- IATA: none; ICAO: LYJA;

Summary
- Airport type: Civil
- Location: Jagodina
- Elevation AMSL: 692 ft (211 m)
- Coordinates: 43°58′36″N 21°13′59″E﻿ / ﻿43.97667°N 21.23306°E

Map
- Jagodina Airfield Location of Jagodina Airport

Runways
| Direction | Length |  | Surface |
| ft | m |
| 11/29 | 2,165 | 660 | Grass |

= Jagodina Airfield =

Airfield in Jagodina, Serbia

Jagodina Airfield is situated in the close vicinity of Jagodina, Serbia about 5 km, northwest of town centre.

It is used for sports and flight training for gliders and powered airplanes, as well as for skydiving.

The grass runway with length of 660 meters and width of 60 m is used by ultralight, sport, business and agricultural aircraft weighing up to 5.7 tons.
During 2012, the town of Jagodina invested about 3 million dinars from the city budget and donors in renovation of the airport.

With decision of the Directorate of Civil Aviation, from 8 March 2012, Jagodina was officially designed as sports airfield, the second of its kind in the Pomoravlje District, next to Paraćin Airfield.

After 60 years, Jagodina officially got the Barutana airfield at the Štiplje road, and now skydivers and pilots from the Aero Club Jagodina have their own airport.

The renovation and reconstruction of the airfield in 2012 was the largest investment since it was established in 1938. The work included relocation of the 500 meters of power lines, which was a condition for obtaining a license, as well as construction of the road and parking lot, and installation of the lighting from the main road to the hangar.

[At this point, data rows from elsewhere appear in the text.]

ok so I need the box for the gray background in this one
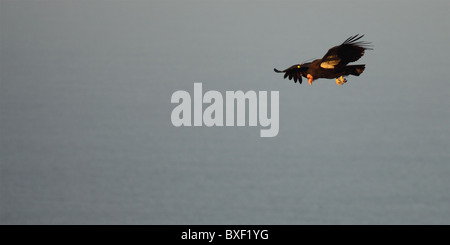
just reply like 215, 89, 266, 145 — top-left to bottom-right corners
1, 0, 449, 224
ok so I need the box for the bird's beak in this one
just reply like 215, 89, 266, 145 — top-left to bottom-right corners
307, 74, 313, 85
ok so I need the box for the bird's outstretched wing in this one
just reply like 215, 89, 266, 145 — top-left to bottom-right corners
320, 34, 372, 69
274, 64, 310, 84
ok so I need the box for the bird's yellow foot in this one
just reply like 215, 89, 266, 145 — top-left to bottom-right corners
336, 76, 347, 85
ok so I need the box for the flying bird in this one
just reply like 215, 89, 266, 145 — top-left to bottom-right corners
274, 34, 372, 85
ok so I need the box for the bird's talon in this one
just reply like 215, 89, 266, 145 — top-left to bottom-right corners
336, 76, 347, 85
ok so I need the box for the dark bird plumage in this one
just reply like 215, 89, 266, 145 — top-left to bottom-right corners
274, 34, 372, 85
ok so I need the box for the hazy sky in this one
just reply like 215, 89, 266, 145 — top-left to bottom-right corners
1, 0, 450, 224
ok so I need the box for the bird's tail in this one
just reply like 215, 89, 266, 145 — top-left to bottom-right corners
345, 65, 365, 76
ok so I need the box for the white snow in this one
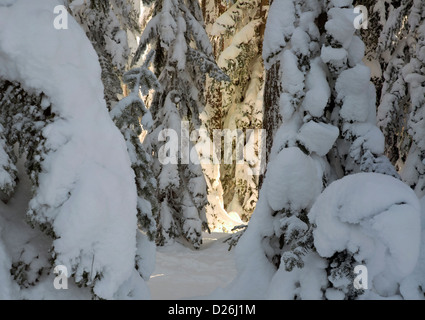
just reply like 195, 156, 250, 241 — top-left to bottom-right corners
303, 58, 331, 118
298, 121, 339, 157
336, 65, 374, 122
267, 252, 327, 299
262, 0, 295, 67
149, 233, 237, 299
210, 195, 277, 300
281, 50, 305, 96
171, 16, 187, 71
345, 122, 386, 156
0, 0, 147, 299
321, 45, 348, 64
160, 0, 177, 49
265, 148, 322, 212
0, 158, 92, 300
0, 0, 423, 302
309, 173, 421, 297
291, 28, 311, 57
232, 20, 261, 46
325, 8, 357, 49
399, 196, 425, 300
217, 19, 261, 69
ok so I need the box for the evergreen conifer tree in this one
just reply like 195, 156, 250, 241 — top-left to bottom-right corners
110, 50, 160, 278
134, 0, 229, 248
376, 0, 425, 197
225, 0, 402, 300
66, 0, 141, 109
0, 1, 154, 299
203, 0, 267, 221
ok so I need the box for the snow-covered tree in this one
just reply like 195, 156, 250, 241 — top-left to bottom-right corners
110, 50, 160, 252
0, 83, 31, 203
375, 0, 425, 197
314, 0, 400, 299
134, 0, 229, 248
66, 0, 141, 109
309, 172, 421, 300
220, 0, 408, 300
0, 0, 154, 299
261, 0, 334, 277
202, 0, 267, 221
322, 0, 399, 179
356, 1, 425, 198
404, 1, 425, 197
215, 0, 334, 299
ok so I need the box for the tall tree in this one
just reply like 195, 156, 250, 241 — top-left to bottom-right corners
134, 0, 228, 248
110, 50, 161, 280
203, 0, 267, 222
375, 0, 425, 197
323, 0, 398, 179
223, 0, 403, 300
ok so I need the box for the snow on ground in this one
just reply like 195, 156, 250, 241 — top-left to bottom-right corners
149, 232, 237, 300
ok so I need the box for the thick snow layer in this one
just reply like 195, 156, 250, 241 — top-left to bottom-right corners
291, 27, 311, 57
232, 20, 261, 47
281, 50, 305, 96
303, 58, 331, 118
325, 8, 356, 49
262, 0, 295, 67
0, 0, 146, 299
298, 121, 339, 157
336, 65, 374, 122
217, 19, 261, 69
320, 45, 348, 64
267, 252, 327, 299
309, 173, 421, 297
265, 148, 322, 212
345, 122, 386, 156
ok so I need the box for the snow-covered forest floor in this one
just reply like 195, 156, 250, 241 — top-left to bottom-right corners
149, 233, 236, 300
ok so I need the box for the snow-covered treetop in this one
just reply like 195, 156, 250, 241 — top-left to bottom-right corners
131, 0, 229, 82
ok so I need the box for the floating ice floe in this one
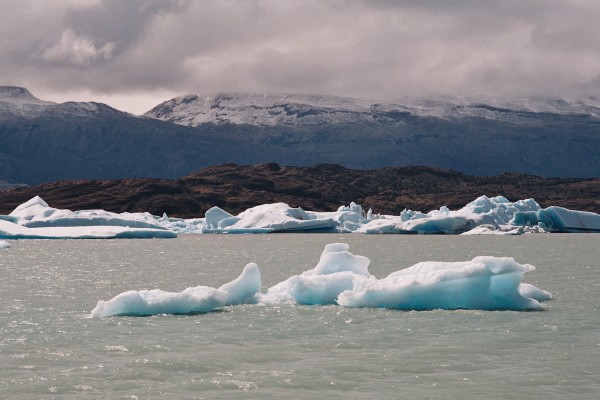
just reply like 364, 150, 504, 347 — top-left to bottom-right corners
0, 239, 11, 249
261, 243, 550, 310
91, 243, 551, 316
0, 196, 176, 239
201, 203, 337, 233
337, 256, 552, 310
91, 263, 261, 317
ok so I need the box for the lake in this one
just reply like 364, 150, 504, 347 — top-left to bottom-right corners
1, 234, 599, 399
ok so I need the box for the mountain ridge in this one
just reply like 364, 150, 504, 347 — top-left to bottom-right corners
1, 86, 600, 183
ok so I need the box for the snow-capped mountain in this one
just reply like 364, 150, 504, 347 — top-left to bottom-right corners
0, 86, 119, 118
145, 92, 600, 127
2, 86, 600, 185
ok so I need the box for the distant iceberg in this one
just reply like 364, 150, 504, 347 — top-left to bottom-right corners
2, 195, 600, 238
91, 243, 551, 316
0, 196, 176, 239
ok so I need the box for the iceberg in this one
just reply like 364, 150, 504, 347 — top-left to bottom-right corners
202, 203, 336, 233
0, 218, 176, 239
0, 239, 11, 249
1, 196, 176, 239
536, 206, 600, 233
91, 262, 261, 317
337, 256, 549, 311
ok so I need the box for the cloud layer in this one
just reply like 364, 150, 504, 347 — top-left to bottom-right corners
2, 0, 600, 113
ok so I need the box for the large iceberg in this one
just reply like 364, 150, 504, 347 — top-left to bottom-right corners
260, 243, 550, 310
1, 196, 176, 239
91, 263, 261, 317
201, 203, 336, 233
337, 257, 551, 310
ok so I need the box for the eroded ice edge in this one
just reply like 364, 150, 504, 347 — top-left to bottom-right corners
2, 195, 600, 239
91, 243, 552, 317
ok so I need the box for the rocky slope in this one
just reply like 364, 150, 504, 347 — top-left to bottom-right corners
1, 163, 598, 218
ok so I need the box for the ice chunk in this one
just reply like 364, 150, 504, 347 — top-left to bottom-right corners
519, 283, 553, 301
0, 219, 176, 239
259, 243, 371, 305
218, 263, 262, 305
461, 225, 524, 235
211, 203, 336, 233
0, 240, 11, 249
337, 256, 547, 311
92, 263, 262, 317
537, 206, 600, 233
202, 206, 238, 230
2, 196, 176, 239
90, 286, 226, 317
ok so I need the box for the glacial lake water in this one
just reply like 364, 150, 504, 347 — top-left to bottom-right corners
1, 234, 599, 399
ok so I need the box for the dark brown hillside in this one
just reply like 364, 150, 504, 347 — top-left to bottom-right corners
0, 163, 599, 217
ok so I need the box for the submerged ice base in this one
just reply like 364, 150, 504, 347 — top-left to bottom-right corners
91, 243, 551, 317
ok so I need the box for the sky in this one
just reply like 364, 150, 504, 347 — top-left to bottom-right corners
2, 0, 600, 114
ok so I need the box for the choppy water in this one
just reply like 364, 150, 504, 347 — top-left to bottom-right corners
1, 234, 599, 399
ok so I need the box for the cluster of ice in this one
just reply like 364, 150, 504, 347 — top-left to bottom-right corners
0, 240, 11, 249
91, 263, 261, 317
0, 196, 176, 239
2, 195, 599, 239
91, 243, 551, 317
195, 195, 600, 235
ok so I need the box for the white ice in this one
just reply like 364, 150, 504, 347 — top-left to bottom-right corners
259, 243, 371, 305
202, 203, 336, 233
3, 195, 600, 237
1, 196, 176, 239
0, 240, 11, 249
259, 244, 550, 310
91, 263, 261, 317
91, 243, 551, 316
337, 256, 549, 311
358, 196, 542, 234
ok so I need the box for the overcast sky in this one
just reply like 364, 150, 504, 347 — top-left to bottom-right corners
2, 0, 600, 114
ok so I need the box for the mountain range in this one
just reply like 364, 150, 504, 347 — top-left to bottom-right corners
1, 86, 599, 186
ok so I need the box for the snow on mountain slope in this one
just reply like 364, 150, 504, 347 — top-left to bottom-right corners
0, 86, 55, 117
144, 93, 401, 126
145, 92, 600, 127
0, 86, 125, 118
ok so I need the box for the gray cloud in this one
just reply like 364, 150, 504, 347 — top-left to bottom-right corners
1, 0, 600, 113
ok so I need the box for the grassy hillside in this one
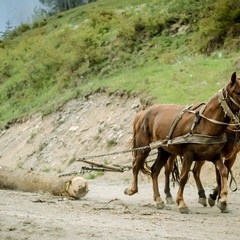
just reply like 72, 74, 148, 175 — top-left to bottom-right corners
0, 0, 239, 127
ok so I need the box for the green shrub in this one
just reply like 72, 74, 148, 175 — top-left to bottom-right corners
199, 0, 240, 53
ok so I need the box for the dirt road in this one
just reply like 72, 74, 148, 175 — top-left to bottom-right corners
1, 179, 240, 240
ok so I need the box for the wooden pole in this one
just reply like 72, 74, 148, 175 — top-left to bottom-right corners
79, 159, 124, 172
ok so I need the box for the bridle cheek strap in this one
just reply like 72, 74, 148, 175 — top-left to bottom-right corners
218, 88, 239, 123
228, 93, 240, 109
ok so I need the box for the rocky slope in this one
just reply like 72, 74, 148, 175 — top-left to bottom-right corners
0, 93, 143, 178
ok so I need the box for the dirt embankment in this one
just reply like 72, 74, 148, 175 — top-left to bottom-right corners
0, 92, 143, 175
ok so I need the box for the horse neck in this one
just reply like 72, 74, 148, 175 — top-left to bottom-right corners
200, 93, 230, 135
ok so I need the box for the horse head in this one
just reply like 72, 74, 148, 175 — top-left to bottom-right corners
226, 72, 240, 114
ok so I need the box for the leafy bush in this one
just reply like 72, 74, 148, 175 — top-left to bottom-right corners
199, 0, 240, 53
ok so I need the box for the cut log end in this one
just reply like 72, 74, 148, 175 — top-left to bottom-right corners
66, 176, 89, 199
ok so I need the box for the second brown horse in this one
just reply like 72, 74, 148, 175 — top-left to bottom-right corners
164, 131, 240, 208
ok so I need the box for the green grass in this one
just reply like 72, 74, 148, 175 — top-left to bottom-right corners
0, 0, 239, 128
82, 52, 237, 104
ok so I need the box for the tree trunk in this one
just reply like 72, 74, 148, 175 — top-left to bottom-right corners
0, 165, 88, 199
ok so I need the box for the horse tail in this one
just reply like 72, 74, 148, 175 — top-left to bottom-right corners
223, 145, 239, 192
131, 111, 143, 156
141, 162, 151, 176
171, 156, 181, 184
131, 110, 151, 176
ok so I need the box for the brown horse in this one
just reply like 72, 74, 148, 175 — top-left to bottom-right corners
124, 72, 240, 214
164, 132, 240, 207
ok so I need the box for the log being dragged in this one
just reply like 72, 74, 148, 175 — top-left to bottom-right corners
0, 165, 88, 199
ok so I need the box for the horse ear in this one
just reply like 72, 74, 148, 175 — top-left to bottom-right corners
231, 72, 237, 86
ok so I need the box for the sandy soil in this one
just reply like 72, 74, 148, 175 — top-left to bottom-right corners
1, 180, 240, 240
1, 93, 240, 240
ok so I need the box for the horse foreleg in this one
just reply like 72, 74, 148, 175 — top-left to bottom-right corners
176, 157, 193, 214
214, 157, 229, 213
164, 155, 177, 204
151, 149, 170, 209
192, 161, 207, 207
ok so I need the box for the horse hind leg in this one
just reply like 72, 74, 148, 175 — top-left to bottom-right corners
214, 157, 230, 213
192, 161, 207, 207
151, 149, 171, 209
124, 148, 150, 196
176, 155, 193, 214
208, 155, 236, 208
164, 155, 177, 205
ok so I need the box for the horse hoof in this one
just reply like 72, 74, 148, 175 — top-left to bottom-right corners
208, 195, 216, 207
124, 188, 135, 196
179, 207, 189, 214
220, 207, 231, 213
217, 201, 230, 213
198, 197, 207, 207
156, 201, 165, 209
166, 197, 175, 205
124, 188, 129, 195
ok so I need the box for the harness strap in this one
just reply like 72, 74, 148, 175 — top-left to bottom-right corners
166, 133, 227, 145
189, 104, 207, 133
198, 113, 240, 126
149, 133, 227, 149
166, 103, 206, 140
166, 104, 193, 140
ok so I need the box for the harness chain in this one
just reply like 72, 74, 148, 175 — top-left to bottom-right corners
76, 145, 150, 162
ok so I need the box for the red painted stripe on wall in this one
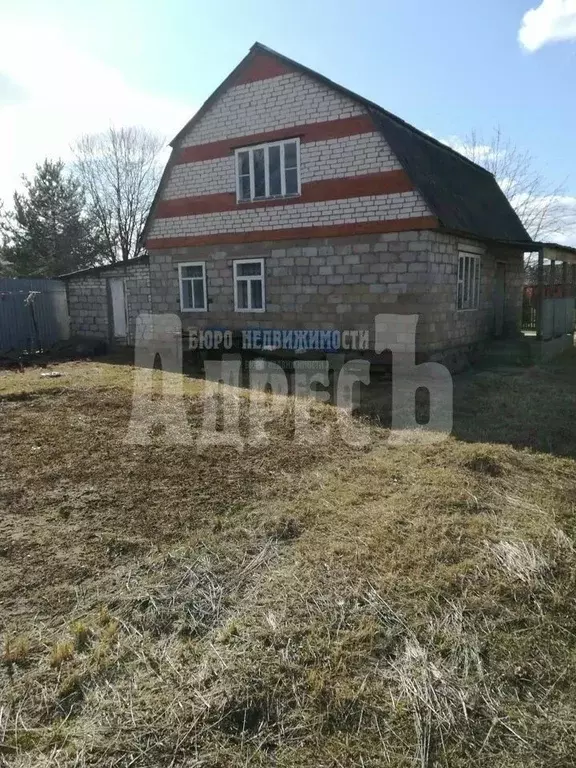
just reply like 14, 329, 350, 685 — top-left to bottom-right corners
156, 170, 414, 218
146, 216, 439, 249
232, 52, 295, 85
175, 115, 376, 164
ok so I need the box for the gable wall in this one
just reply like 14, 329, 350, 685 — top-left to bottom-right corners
180, 71, 364, 146
147, 64, 433, 248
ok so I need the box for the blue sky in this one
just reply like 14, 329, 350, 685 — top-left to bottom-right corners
1, 0, 575, 235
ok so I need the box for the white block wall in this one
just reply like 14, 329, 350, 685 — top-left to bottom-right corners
150, 192, 430, 239
163, 156, 235, 199
300, 133, 402, 182
161, 133, 403, 200
151, 70, 431, 239
180, 72, 364, 147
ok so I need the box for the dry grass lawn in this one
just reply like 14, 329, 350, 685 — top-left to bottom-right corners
1, 353, 576, 767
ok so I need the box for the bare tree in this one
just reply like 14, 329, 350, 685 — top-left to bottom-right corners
450, 127, 574, 242
72, 126, 164, 262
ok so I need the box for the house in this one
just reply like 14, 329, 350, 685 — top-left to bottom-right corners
60, 256, 151, 345
141, 42, 535, 369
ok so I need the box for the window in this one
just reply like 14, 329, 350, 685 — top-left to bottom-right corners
235, 139, 300, 202
178, 262, 207, 312
234, 258, 265, 312
457, 251, 481, 310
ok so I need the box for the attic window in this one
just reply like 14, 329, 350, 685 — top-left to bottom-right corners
235, 139, 300, 202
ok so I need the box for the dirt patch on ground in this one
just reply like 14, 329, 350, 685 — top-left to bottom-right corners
0, 372, 367, 623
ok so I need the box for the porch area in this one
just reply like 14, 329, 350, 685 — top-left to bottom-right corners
522, 243, 576, 361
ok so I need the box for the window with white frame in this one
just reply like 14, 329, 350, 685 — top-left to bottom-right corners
234, 258, 265, 312
178, 262, 207, 311
235, 139, 300, 202
457, 251, 481, 310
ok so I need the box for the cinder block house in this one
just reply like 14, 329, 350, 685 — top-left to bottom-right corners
142, 43, 532, 366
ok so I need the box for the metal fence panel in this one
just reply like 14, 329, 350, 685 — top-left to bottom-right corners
542, 299, 554, 340
0, 278, 70, 353
565, 297, 576, 334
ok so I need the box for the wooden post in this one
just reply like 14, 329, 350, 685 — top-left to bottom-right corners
536, 248, 544, 340
562, 261, 568, 298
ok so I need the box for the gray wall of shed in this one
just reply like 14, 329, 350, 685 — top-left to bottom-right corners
65, 262, 151, 345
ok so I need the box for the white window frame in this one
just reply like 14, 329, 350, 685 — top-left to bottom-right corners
457, 250, 481, 311
233, 258, 266, 313
235, 138, 301, 203
178, 261, 207, 312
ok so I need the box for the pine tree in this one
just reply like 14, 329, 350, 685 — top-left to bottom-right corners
0, 201, 14, 276
9, 159, 101, 277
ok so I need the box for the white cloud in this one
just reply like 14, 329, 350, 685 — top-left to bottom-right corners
519, 0, 576, 52
0, 21, 192, 204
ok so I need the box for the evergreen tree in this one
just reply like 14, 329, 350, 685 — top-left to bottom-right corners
0, 201, 15, 276
9, 159, 101, 277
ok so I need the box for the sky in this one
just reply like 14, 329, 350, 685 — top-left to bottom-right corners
1, 0, 576, 241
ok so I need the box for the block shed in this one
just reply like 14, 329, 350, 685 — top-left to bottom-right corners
60, 256, 151, 345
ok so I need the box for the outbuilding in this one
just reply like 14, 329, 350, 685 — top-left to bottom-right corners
60, 256, 151, 345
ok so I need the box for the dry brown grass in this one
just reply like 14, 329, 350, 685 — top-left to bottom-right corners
1, 354, 576, 766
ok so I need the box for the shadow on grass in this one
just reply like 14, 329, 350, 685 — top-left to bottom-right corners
30, 342, 576, 460
155, 346, 576, 459
450, 351, 576, 459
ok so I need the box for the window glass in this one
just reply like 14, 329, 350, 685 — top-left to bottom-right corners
253, 148, 266, 198
238, 280, 249, 310
457, 253, 480, 310
284, 141, 297, 169
268, 145, 282, 196
236, 139, 299, 201
183, 280, 194, 308
239, 175, 251, 201
182, 265, 203, 279
285, 168, 298, 195
193, 280, 205, 309
238, 261, 262, 277
250, 279, 263, 309
234, 260, 265, 311
180, 264, 206, 311
238, 151, 250, 176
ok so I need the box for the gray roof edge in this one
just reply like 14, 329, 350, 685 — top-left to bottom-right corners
59, 254, 149, 280
437, 226, 535, 249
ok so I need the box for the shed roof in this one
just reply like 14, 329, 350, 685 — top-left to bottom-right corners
59, 254, 149, 280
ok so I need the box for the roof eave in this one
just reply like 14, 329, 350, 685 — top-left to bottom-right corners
58, 254, 149, 280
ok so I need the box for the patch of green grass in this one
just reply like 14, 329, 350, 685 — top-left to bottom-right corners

The project also included the acquisition of the fuel tank, now owned by the Aero Club.

==History==
The Jagodina Aero Club was formed in the year 1936 and started to work in 1938.

Though Jagodina has a seven-decade-long tradition of aviation, the local military and civilian airport was shut down in 1952, and the runway was converted into agricultural land. The large reconstruction project to re-establish the airport was launched in 2012.

Today, the Aero Club has 146 members, as modelers, parachutists and five licensed pilots. The club has two aircraft and two kites.

==Future plans==
Future plans for the airfield include building a sport and business airport with occasional charter flights of the 80-seat planes.
The plans include a paved runway of 1,300 by 30 meters, with side grass strip, an administrative building, a modest control tower, two gas stations and apron. The cost of such expansion is estimated to cost between 1.2 and 1.5 million euros.